Well Ann Coulter graces the pages of Richard Mellon Scaife's rag once again. And in doing so participates in yet another right wing smear.
When, as dean of the Harvard Law School, Kagan disagreed with the Bill Clinton policy of "Don't ask, don't tell" for gays in the military, she open-mindedly banned military recruiters from the law school, denouncing Clinton's policy as "discriminatory," "deeply wrong," "unwise and unjust."Not true, of course. But before I get to that I do want to point out a subtle sleight of hand. She opens her piece with this:
In The New York Times' profile on the family of Supreme Court nominee Elena Kagan, her aunt was quoted as saying: "There was thinking, always thinking" at the family's dinner table. "Nothing was sacrosanct."So what should we believe when we read this a few paragraphs down?
Really? Nothing was sacrosanct?
As Kagan herself described it, on the Upper West Side of New York where she grew up, "Nobody ever admitted to voting Republican." So, I guess you could say being a Democrat was "sacrosanct."You might think that that quotation is from the Times profile, right?
This is from the Times profile:
(Ms. Kagan and her brothers declined to be interviewed for this article and have not spoken publicly since her nomination.)So where does that quotation come from?
1980 - From an AP story this past June.
In the summer of 1980, Elena Kagan worked for Liz Holtzman, a Democrat running for U.S. Senate in New York. That fall, after Holtzman was defeated and President Ronald Reagan was elected, Elena wrote in The Daily Princetonian, "Where I grew up on Manhattan's Upper West Side, nobody ever admitted to voting Republican." She added that the "real Democrats" she had known were "motivated by the ideal of an affirmative and compassionate government. Perhaps because of this background, I absorbed such liberal principles early."That's going a long way for a smear, isn't it?
But back to Harvard. The New York Times reported:
For nearly a quarter-century, Harvard Law School refused to help the nation’s military recruit its students, because the armed services discriminated against openly gay soldiers. But in 2002, the school relented to pressure from the Bush administration and agreed to allow recruiters on campus.And:
When Elena Kagan became dean of the law school the next year, she faced a moral dilemma over whether to continue that policy.
She said she abhorred the military’s refusal to allow openly gay men and lesbians to serve.
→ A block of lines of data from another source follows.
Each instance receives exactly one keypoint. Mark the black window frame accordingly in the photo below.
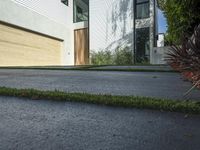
(74, 19)
(65, 2)
(142, 3)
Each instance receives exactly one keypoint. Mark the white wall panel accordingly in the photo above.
(53, 9)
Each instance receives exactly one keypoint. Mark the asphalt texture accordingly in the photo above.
(151, 84)
(161, 67)
(50, 125)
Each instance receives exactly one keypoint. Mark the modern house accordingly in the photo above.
(63, 32)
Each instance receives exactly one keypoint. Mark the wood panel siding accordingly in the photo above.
(22, 48)
(81, 46)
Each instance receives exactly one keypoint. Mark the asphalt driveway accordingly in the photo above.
(45, 125)
(152, 84)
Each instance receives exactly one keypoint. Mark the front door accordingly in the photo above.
(81, 46)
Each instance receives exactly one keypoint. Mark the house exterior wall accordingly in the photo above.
(36, 16)
(112, 25)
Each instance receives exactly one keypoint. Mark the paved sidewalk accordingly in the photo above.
(45, 125)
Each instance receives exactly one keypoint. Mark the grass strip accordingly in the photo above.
(122, 101)
(87, 68)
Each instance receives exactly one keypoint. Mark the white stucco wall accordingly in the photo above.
(111, 24)
(30, 15)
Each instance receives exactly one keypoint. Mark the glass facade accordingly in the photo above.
(66, 2)
(81, 10)
(142, 45)
(142, 9)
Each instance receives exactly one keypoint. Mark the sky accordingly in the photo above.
(162, 24)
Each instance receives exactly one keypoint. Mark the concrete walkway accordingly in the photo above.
(152, 84)
(44, 125)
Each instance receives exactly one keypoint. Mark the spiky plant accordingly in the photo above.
(186, 58)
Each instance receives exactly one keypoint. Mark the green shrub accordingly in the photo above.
(101, 58)
(121, 56)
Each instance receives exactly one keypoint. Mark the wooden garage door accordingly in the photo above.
(81, 46)
(23, 48)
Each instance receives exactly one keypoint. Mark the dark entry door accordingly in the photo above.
(81, 46)
(142, 45)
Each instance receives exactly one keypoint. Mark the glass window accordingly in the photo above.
(142, 9)
(142, 45)
(66, 2)
(81, 10)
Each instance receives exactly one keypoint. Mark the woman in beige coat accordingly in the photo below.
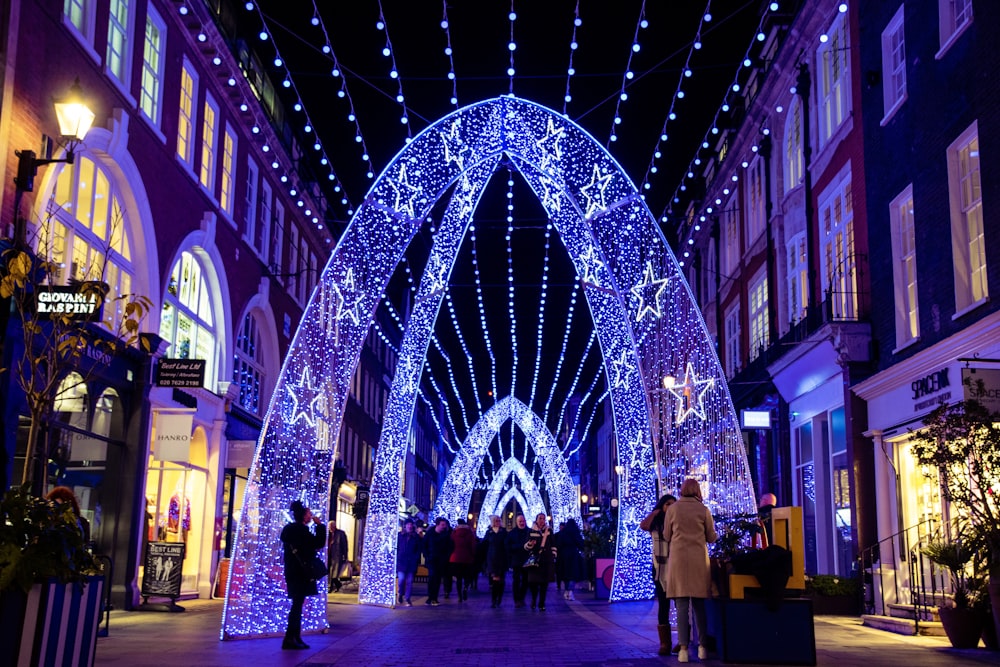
(688, 528)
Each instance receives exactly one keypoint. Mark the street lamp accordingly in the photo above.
(75, 119)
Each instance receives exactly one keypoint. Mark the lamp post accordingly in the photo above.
(75, 119)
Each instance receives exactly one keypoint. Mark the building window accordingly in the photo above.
(209, 143)
(88, 234)
(150, 97)
(755, 201)
(966, 198)
(80, 15)
(250, 202)
(834, 79)
(793, 145)
(228, 170)
(188, 322)
(954, 17)
(264, 234)
(733, 341)
(248, 369)
(904, 267)
(118, 44)
(759, 336)
(893, 64)
(798, 279)
(185, 116)
(836, 216)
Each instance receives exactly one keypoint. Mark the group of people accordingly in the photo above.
(454, 558)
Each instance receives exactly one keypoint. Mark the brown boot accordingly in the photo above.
(664, 631)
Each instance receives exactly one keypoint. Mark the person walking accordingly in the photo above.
(336, 554)
(653, 523)
(516, 555)
(541, 546)
(463, 558)
(688, 527)
(437, 549)
(300, 545)
(408, 548)
(496, 560)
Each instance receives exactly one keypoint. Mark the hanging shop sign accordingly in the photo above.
(172, 439)
(162, 574)
(180, 373)
(83, 302)
(983, 385)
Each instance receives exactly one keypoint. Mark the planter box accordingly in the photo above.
(53, 624)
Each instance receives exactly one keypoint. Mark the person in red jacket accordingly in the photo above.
(463, 558)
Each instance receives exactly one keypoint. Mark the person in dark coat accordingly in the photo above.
(300, 545)
(437, 549)
(496, 559)
(569, 542)
(516, 537)
(408, 548)
(541, 545)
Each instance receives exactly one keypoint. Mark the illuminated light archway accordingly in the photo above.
(456, 491)
(648, 326)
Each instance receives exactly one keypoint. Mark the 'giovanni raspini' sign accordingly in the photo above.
(180, 373)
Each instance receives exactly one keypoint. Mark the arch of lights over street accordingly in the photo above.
(647, 322)
(456, 492)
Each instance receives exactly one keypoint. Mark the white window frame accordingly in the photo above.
(230, 148)
(250, 202)
(186, 115)
(954, 18)
(121, 73)
(904, 267)
(836, 243)
(967, 229)
(758, 315)
(209, 144)
(834, 89)
(893, 65)
(732, 330)
(154, 49)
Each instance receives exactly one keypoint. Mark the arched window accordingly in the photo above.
(793, 145)
(248, 366)
(86, 233)
(187, 322)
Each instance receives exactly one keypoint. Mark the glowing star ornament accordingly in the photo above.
(690, 394)
(594, 192)
(622, 369)
(649, 293)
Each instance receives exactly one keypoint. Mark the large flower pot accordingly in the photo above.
(964, 627)
(52, 624)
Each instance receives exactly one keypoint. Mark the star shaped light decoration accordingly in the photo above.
(550, 157)
(649, 284)
(622, 370)
(306, 394)
(406, 194)
(594, 192)
(589, 264)
(690, 394)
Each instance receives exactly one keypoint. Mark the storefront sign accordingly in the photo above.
(172, 439)
(81, 303)
(162, 575)
(180, 373)
(239, 453)
(983, 385)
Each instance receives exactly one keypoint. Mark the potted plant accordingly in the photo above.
(964, 615)
(960, 447)
(45, 568)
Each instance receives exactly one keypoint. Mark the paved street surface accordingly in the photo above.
(584, 633)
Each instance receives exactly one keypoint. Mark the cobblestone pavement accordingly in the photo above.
(581, 633)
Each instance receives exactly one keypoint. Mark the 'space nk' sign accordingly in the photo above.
(83, 302)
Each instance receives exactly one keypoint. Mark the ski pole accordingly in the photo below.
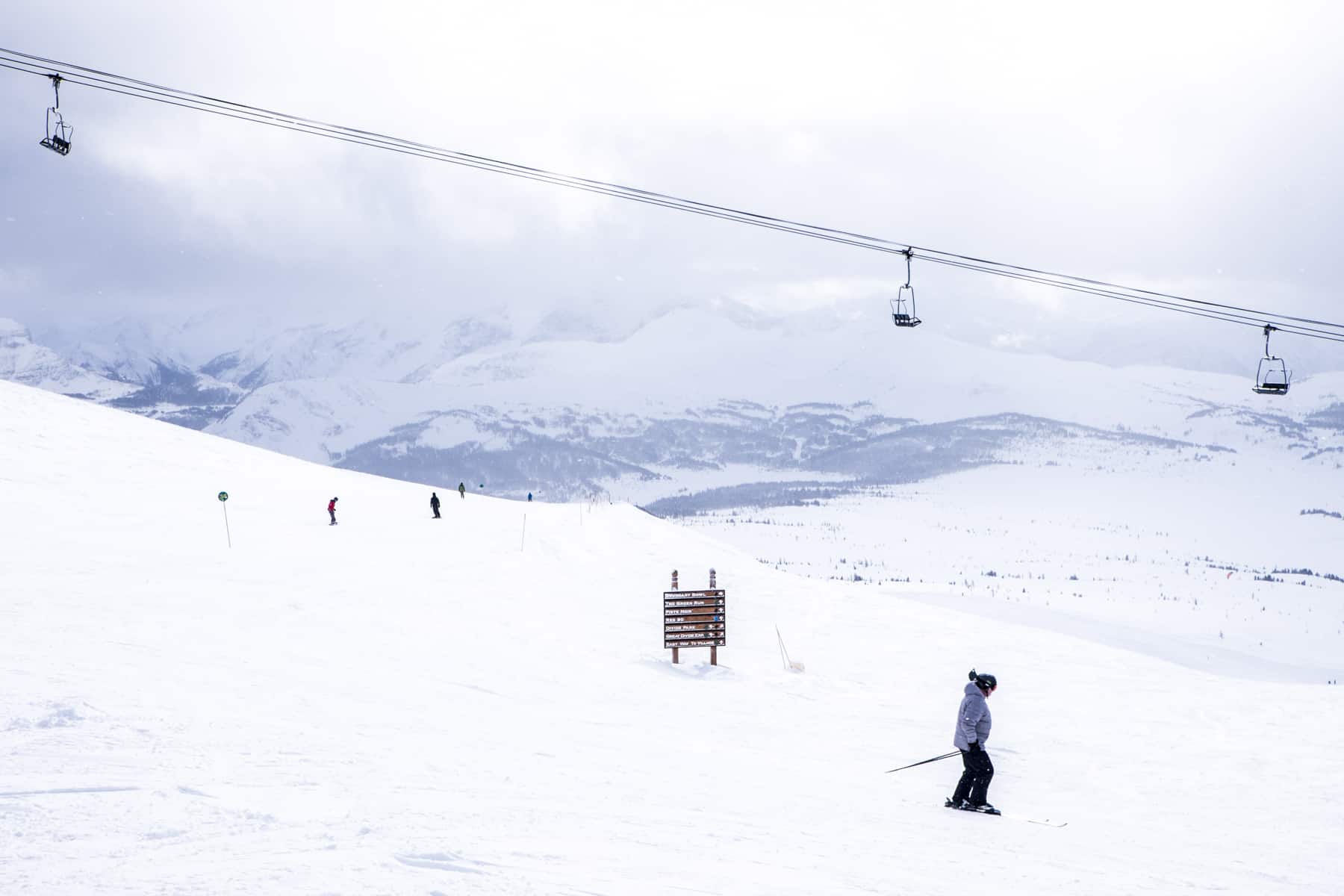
(925, 762)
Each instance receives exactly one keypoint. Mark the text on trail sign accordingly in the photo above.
(695, 618)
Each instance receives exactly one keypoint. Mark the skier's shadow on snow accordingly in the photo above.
(702, 671)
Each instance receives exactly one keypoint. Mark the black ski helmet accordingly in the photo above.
(984, 680)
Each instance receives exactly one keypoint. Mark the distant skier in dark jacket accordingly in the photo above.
(974, 723)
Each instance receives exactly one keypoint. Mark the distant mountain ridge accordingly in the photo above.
(694, 402)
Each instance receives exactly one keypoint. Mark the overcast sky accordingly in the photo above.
(1192, 148)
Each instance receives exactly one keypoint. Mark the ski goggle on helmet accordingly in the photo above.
(984, 680)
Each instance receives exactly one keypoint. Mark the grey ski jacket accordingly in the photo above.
(974, 719)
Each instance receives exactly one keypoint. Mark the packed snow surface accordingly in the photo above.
(482, 704)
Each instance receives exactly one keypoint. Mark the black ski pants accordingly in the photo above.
(974, 780)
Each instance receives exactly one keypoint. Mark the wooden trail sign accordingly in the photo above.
(695, 620)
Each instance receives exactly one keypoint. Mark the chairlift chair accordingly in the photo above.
(1272, 376)
(903, 305)
(903, 308)
(58, 132)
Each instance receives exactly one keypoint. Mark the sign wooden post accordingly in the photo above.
(695, 620)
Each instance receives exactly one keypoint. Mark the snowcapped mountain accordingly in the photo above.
(25, 361)
(697, 398)
(240, 697)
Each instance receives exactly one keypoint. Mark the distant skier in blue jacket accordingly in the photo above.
(974, 723)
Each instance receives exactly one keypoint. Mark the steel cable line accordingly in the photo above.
(428, 152)
(199, 102)
(1152, 302)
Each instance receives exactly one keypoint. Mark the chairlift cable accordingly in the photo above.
(100, 80)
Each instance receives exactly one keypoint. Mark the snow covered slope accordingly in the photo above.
(467, 706)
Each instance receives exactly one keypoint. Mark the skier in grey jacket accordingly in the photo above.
(974, 723)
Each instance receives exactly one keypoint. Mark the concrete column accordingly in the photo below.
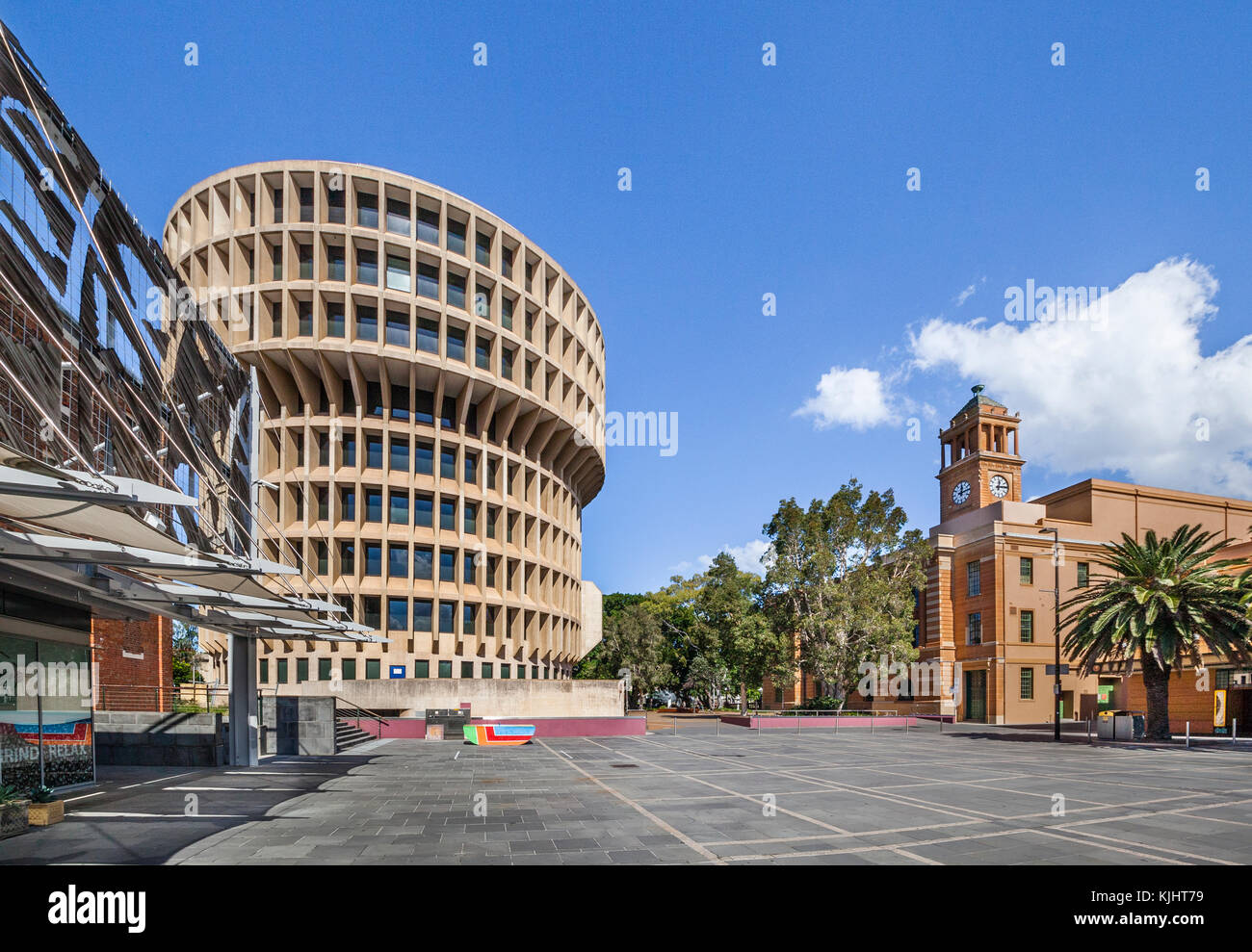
(243, 701)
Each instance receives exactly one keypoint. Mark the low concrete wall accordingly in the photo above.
(297, 725)
(486, 698)
(134, 738)
(854, 721)
(414, 727)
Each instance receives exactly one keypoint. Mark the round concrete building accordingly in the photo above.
(424, 375)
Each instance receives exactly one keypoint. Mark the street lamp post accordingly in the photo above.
(1056, 630)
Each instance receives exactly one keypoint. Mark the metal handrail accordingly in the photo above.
(362, 713)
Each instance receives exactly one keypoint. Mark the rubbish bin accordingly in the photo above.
(1105, 725)
(1119, 726)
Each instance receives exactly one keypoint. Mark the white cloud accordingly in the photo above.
(968, 293)
(851, 398)
(1128, 395)
(747, 556)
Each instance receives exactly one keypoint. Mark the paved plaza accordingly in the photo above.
(702, 796)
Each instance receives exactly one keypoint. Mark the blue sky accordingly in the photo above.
(789, 180)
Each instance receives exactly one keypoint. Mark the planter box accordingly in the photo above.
(13, 818)
(45, 814)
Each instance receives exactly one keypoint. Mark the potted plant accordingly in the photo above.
(13, 818)
(45, 809)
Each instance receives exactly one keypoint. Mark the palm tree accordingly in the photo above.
(1164, 602)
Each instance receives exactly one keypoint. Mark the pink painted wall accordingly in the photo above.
(414, 727)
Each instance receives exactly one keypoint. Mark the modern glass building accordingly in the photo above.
(124, 448)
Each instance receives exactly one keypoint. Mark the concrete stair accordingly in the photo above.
(349, 734)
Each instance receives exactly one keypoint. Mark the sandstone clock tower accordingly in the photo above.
(979, 457)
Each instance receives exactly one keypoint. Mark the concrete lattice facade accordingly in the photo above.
(425, 374)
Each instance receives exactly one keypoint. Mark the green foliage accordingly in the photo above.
(187, 643)
(1162, 602)
(843, 579)
(822, 704)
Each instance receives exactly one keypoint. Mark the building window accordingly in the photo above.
(424, 563)
(372, 606)
(367, 267)
(397, 512)
(456, 291)
(429, 225)
(975, 629)
(397, 614)
(334, 205)
(397, 562)
(456, 345)
(367, 322)
(422, 616)
(367, 210)
(427, 280)
(429, 335)
(397, 217)
(397, 274)
(457, 237)
(397, 326)
(1028, 683)
(334, 321)
(425, 458)
(424, 512)
(336, 270)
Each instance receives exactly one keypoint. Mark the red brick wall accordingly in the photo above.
(134, 663)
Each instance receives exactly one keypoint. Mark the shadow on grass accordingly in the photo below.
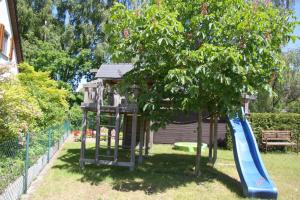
(158, 173)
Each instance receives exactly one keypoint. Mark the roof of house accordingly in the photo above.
(14, 23)
(113, 71)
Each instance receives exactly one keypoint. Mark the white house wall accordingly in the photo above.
(5, 20)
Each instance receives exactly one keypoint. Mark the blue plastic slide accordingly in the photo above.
(254, 177)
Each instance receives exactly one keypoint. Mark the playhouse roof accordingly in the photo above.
(113, 71)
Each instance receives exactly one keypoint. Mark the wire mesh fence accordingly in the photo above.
(22, 159)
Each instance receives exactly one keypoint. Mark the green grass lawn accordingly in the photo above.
(166, 174)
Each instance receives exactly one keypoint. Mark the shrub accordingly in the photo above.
(271, 121)
(18, 109)
(51, 99)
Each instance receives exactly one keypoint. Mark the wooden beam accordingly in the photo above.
(215, 139)
(147, 138)
(211, 134)
(116, 152)
(124, 130)
(83, 138)
(106, 162)
(99, 97)
(199, 144)
(133, 140)
(141, 144)
(151, 137)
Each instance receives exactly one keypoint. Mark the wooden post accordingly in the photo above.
(141, 144)
(215, 139)
(211, 133)
(116, 153)
(83, 139)
(133, 132)
(147, 138)
(99, 97)
(151, 137)
(133, 140)
(199, 144)
(109, 140)
(111, 103)
(124, 130)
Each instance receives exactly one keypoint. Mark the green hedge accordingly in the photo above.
(271, 121)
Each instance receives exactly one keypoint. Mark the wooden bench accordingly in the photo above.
(277, 138)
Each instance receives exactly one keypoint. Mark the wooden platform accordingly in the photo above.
(92, 107)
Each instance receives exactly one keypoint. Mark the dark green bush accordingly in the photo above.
(271, 121)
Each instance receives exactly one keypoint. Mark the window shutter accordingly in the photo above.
(11, 50)
(1, 36)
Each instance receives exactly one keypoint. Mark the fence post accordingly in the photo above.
(49, 144)
(26, 163)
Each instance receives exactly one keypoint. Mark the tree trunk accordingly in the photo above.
(211, 133)
(199, 144)
(215, 139)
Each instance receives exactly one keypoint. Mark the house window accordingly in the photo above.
(5, 44)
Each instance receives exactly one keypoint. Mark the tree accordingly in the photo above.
(19, 111)
(198, 55)
(51, 100)
(63, 37)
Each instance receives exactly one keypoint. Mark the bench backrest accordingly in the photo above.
(276, 135)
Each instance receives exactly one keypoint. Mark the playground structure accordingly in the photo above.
(253, 175)
(102, 99)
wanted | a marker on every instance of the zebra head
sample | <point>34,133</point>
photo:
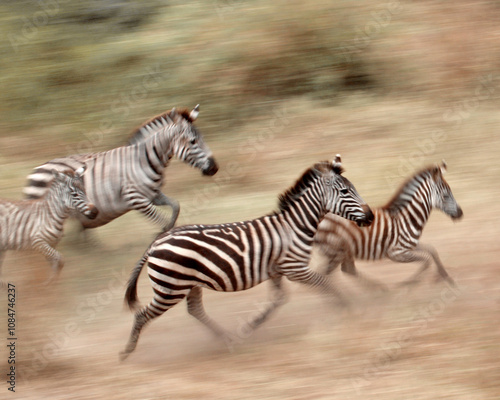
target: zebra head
<point>343,198</point>
<point>189,145</point>
<point>73,192</point>
<point>441,196</point>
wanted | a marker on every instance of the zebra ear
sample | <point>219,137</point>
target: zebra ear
<point>56,174</point>
<point>337,164</point>
<point>79,172</point>
<point>443,167</point>
<point>193,115</point>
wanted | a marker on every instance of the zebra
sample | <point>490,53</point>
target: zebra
<point>130,177</point>
<point>396,228</point>
<point>38,224</point>
<point>238,256</point>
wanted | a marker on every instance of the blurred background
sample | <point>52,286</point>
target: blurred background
<point>391,86</point>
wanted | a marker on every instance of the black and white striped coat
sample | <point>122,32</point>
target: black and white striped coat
<point>241,255</point>
<point>396,228</point>
<point>38,224</point>
<point>130,177</point>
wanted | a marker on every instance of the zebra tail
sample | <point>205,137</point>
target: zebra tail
<point>131,292</point>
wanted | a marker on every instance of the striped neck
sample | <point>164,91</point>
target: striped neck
<point>160,148</point>
<point>56,202</point>
<point>306,212</point>
<point>413,203</point>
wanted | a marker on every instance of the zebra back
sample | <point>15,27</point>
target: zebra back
<point>160,122</point>
<point>400,222</point>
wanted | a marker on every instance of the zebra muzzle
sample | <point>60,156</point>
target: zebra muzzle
<point>367,221</point>
<point>92,211</point>
<point>211,169</point>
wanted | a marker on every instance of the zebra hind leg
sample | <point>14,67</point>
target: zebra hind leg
<point>196,309</point>
<point>141,319</point>
<point>349,267</point>
<point>53,256</point>
<point>278,298</point>
<point>162,200</point>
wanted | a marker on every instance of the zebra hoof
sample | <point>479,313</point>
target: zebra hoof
<point>123,355</point>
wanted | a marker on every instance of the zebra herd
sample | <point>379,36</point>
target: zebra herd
<point>321,209</point>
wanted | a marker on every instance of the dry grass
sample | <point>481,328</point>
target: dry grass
<point>421,105</point>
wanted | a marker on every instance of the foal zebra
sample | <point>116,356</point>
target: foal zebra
<point>396,228</point>
<point>38,224</point>
<point>130,177</point>
<point>238,256</point>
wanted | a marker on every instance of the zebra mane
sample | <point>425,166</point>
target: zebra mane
<point>293,193</point>
<point>157,123</point>
<point>408,188</point>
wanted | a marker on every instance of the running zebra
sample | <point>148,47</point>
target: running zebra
<point>238,256</point>
<point>130,177</point>
<point>38,224</point>
<point>396,228</point>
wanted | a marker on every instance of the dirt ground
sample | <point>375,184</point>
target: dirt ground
<point>430,342</point>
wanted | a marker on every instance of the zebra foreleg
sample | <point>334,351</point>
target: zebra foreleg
<point>53,256</point>
<point>316,280</point>
<point>162,200</point>
<point>153,213</point>
<point>349,267</point>
<point>409,256</point>
<point>278,298</point>
<point>153,310</point>
<point>439,265</point>
<point>196,309</point>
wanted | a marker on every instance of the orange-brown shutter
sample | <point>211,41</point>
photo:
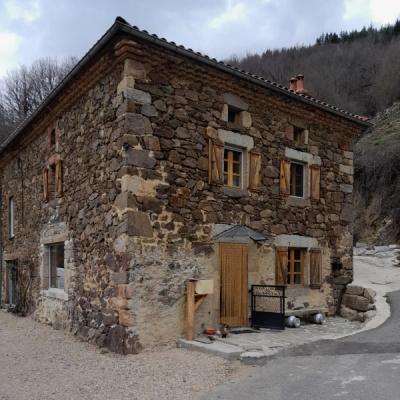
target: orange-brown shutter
<point>315,268</point>
<point>315,182</point>
<point>59,178</point>
<point>215,161</point>
<point>46,185</point>
<point>285,178</point>
<point>255,170</point>
<point>281,266</point>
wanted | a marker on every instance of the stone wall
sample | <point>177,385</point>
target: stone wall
<point>138,209</point>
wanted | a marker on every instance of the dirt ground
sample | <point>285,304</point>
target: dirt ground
<point>38,362</point>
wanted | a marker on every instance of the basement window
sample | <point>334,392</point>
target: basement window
<point>11,217</point>
<point>56,265</point>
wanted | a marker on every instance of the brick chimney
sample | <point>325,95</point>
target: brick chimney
<point>300,82</point>
<point>293,84</point>
<point>300,86</point>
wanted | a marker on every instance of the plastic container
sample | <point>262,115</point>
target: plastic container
<point>292,322</point>
<point>317,319</point>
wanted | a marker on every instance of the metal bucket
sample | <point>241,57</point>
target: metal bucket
<point>317,319</point>
<point>292,322</point>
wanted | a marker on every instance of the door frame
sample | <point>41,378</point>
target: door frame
<point>236,300</point>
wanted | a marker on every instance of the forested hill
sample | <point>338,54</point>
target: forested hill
<point>357,71</point>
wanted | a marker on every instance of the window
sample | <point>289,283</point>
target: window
<point>233,162</point>
<point>233,167</point>
<point>233,116</point>
<point>11,217</point>
<point>290,266</point>
<point>295,266</point>
<point>56,265</point>
<point>300,180</point>
<point>297,136</point>
<point>296,180</point>
<point>11,282</point>
<point>52,182</point>
<point>52,137</point>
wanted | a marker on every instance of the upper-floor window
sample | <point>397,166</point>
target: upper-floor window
<point>300,175</point>
<point>52,181</point>
<point>233,167</point>
<point>233,116</point>
<point>296,179</point>
<point>11,217</point>
<point>234,162</point>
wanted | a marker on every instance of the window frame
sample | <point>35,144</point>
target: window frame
<point>291,260</point>
<point>229,173</point>
<point>11,217</point>
<point>50,266</point>
<point>293,184</point>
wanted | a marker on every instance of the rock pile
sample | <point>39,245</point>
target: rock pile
<point>358,303</point>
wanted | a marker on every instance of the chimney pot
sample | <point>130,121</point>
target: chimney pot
<point>300,82</point>
<point>293,84</point>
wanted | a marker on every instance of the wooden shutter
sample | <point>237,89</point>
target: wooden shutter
<point>59,179</point>
<point>315,182</point>
<point>46,185</point>
<point>281,266</point>
<point>255,171</point>
<point>315,268</point>
<point>285,178</point>
<point>215,162</point>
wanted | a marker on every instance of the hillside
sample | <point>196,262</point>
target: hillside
<point>377,181</point>
<point>386,127</point>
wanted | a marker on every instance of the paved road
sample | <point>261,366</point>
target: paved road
<point>365,366</point>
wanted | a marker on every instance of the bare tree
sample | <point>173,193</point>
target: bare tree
<point>23,89</point>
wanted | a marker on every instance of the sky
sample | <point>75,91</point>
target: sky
<point>33,29</point>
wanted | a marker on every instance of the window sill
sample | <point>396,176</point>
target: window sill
<point>298,202</point>
<point>55,293</point>
<point>234,192</point>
And she was distressed that Harvard had been forced to make an exception to its policy of not providing assistance to employers that discriminated in hiring.
But barring the recruiters would come with a price, costing the university hundreds of millions of dollars in federal money.
Because of the military’s policy against openly gay soldiers, the law school in 1979 barred military recruiters from using its Office of Career Services, the central clearinghouse through which employers from all over the world seek to recruit top-notch law students.And:
But in the mid-1990s, Congress approved several versions of the Solomon Amendment — named for Representative Gerald B. H. Solomon, a conservative Republican from upstate New York — denying federal funds to schools that barred military recruiters.
The amendment forced many law schools to carve out a military exception to their recruitment policies, which said they would not help employers that discriminated in their hiring practices.
Harvard reached its own accommodation in 1996. While the school did not allow military recruiters to use its main placement office, it did allow them on campus through the Harvard Law School Veterans Association, a student group. The recruiters met with students in the same classrooms, just under different sponsorship.
Christopher Cox, then a Republican congressman from California who supported the move, said at the time that it was a scandal that Harvard and other schools banished military recruiters “while cashing Uncle Sam’s checks for billions of taxpayer dollars.”
The change meant that Harvard faced a loss of $328 million in federal funds, or about 15 percent of its operating budget, almost none of which went to the law school. At that point, in 2002, the law school, under Dean Robert Clark, relented and permitted the military recruiters in its placement office.
Ms. Kagan did join more than half the faculty in January 2004 in signing an amicus brief when a coalition of law schools challenged Solomon in an appeal to the United States Court of Appeals for the Third Circuit, in Philadelphia.But wait, didn't Ann say that Kagan banned the military from the law school?
In November 2004, the appeals court ruled, 2 to 1, that Solomon was unconstitutional, saying it required law schools “to express a message that is incompatible with their educational objectives.”
The day after the ruling, Ms. Kagan — and several other law school deans — barred military recruiters from their campuses. In Harvard’s case, the recruiters were barred only from the main career office, while Ms. Kagan continued to allow them access to students through the student veterans’ group.
But the ban lasted only for the spring semester in 2005. The Pentagon told the university over the summer that it would withhold “all possible funds” if the law school continued to bar recruiters from the main placement office. So, after consulting with other university officials, Ms. Kagan said, she lifted the ban.
And is that true?
I guess since Ann is a "perfected Jew" and Elana Kagan, (being Jewish) is thus an imperfect Christian, it's OK for Ann to bear false witness about her.
And good for the Trib to be a part of the show.